Silesian weavers' uprising of 1844 (German: Schlesischer Weberaufstand) was a revolt against contractors who supplied the weavers of Silesia with raw material and gave them orders for finished textiles but drastically reduced their payments.
Silesia's industry was in bad condition in the decades after 1815. Silesian linen weavers suffered under Prussia's free trade policy and British competitors that already used machines destroyed the competitiveness of Silesian linen. The situation worsened after Russia imposed an import embargo and the Silesian linen industry began to mechanize. In several towns this traditional craft died out altogether, costing many linen weavers their profession.

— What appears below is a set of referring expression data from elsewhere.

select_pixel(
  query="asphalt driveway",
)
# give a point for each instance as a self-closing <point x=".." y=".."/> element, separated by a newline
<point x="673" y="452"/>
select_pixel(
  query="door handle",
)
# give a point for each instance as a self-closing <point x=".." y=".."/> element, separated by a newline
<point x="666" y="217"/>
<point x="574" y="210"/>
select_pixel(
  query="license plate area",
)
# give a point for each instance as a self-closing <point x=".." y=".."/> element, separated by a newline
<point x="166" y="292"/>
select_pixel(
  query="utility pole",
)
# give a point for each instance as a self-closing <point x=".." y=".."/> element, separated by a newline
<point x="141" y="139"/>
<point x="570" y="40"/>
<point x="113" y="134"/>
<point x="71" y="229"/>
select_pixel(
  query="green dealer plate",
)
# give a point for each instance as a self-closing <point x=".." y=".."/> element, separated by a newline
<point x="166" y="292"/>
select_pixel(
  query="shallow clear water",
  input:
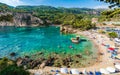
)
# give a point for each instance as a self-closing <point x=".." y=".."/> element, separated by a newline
<point x="30" y="40"/>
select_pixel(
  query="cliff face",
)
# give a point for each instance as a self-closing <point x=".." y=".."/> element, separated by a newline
<point x="21" y="19"/>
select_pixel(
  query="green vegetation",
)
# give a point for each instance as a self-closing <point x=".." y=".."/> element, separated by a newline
<point x="112" y="3"/>
<point x="8" y="67"/>
<point x="112" y="34"/>
<point x="110" y="15"/>
<point x="7" y="17"/>
<point x="77" y="17"/>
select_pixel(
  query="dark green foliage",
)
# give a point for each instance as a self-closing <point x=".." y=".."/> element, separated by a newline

As social conditions worsened, growing unrest culminated in the Silesian cotton weavers' uprising of 1844. This uprising, on the eve of the revolution of 1848, was closely observed by German society and treated by several artists, among them Heinrich Heine (with his 1844 poem Die schlesischen Weber) and Gerhart Hauptmann (with his 1892 play The Weavers). It also attracted extensive attention among German thinkers such as Karl Marx.

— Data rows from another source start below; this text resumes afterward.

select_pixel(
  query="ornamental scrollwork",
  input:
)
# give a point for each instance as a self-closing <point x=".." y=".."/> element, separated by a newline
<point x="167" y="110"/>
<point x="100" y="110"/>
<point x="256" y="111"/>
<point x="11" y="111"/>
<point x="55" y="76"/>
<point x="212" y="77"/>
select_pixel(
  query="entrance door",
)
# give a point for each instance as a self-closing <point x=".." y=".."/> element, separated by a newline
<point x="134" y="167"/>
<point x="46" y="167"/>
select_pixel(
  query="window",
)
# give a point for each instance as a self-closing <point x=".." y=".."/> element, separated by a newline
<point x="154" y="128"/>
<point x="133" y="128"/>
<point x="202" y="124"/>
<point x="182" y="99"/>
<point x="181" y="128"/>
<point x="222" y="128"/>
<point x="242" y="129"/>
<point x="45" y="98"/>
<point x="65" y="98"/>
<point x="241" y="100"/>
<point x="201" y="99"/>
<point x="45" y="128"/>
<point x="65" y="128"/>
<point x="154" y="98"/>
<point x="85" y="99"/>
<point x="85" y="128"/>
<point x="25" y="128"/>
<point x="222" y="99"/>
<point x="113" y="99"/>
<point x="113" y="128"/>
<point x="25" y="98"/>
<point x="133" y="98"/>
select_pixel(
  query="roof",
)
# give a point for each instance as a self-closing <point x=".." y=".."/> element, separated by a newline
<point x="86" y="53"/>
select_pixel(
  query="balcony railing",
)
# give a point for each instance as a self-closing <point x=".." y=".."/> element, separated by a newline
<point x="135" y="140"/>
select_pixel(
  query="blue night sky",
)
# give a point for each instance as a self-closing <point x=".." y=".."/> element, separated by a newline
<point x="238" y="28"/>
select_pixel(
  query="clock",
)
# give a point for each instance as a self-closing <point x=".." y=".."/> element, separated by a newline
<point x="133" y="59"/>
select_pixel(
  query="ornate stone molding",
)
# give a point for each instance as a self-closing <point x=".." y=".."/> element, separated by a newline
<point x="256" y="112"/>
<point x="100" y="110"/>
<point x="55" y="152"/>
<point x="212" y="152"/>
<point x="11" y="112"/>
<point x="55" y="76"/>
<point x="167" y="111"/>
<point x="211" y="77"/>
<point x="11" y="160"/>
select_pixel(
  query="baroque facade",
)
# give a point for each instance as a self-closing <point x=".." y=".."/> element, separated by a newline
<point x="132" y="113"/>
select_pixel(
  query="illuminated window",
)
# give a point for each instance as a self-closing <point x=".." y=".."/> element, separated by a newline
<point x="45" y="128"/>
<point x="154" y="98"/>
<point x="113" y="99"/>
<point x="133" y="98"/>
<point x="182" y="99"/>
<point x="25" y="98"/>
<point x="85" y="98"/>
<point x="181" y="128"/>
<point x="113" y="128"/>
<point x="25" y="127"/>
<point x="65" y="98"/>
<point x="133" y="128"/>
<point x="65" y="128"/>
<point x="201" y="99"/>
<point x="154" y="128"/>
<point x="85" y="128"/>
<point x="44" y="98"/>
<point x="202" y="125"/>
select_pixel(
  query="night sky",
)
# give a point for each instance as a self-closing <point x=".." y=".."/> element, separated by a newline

The journalist Friedrich Wolff described the events as follows:
In Silesian villages (18,000 inhabitants) cotton weaving was the most widespread occupation. There was extreme misery among the workers. The desperate need of jobs had been taken advantage by the contractors to reduce the prices of the goods they order ... On 4 June at 2 p.m. a large crowd of weavers emerged from their homes and marched in pairs up to the mansion of their contractors demanding higher wages. They were treated with scorns and threats alternatively. Consequently, a group of them forced their way into the house, smashed it's elegant window panes, furniture, porcelain ... another group broke into the storehouse and plundered it of cloth supplies which they tore to shreds ... The contractor fled with his family to a neighboring village which refused to shelter such a person. He returned 1 day later having requisitioned the army. In exchange that followed, eleven weavers were shot.[1]
Thereafter, the Prussian government repressed them with great brutality.
Heine's well-known work "The Silesian Weavers" premiered in Vorwärts!, depicting this uprising.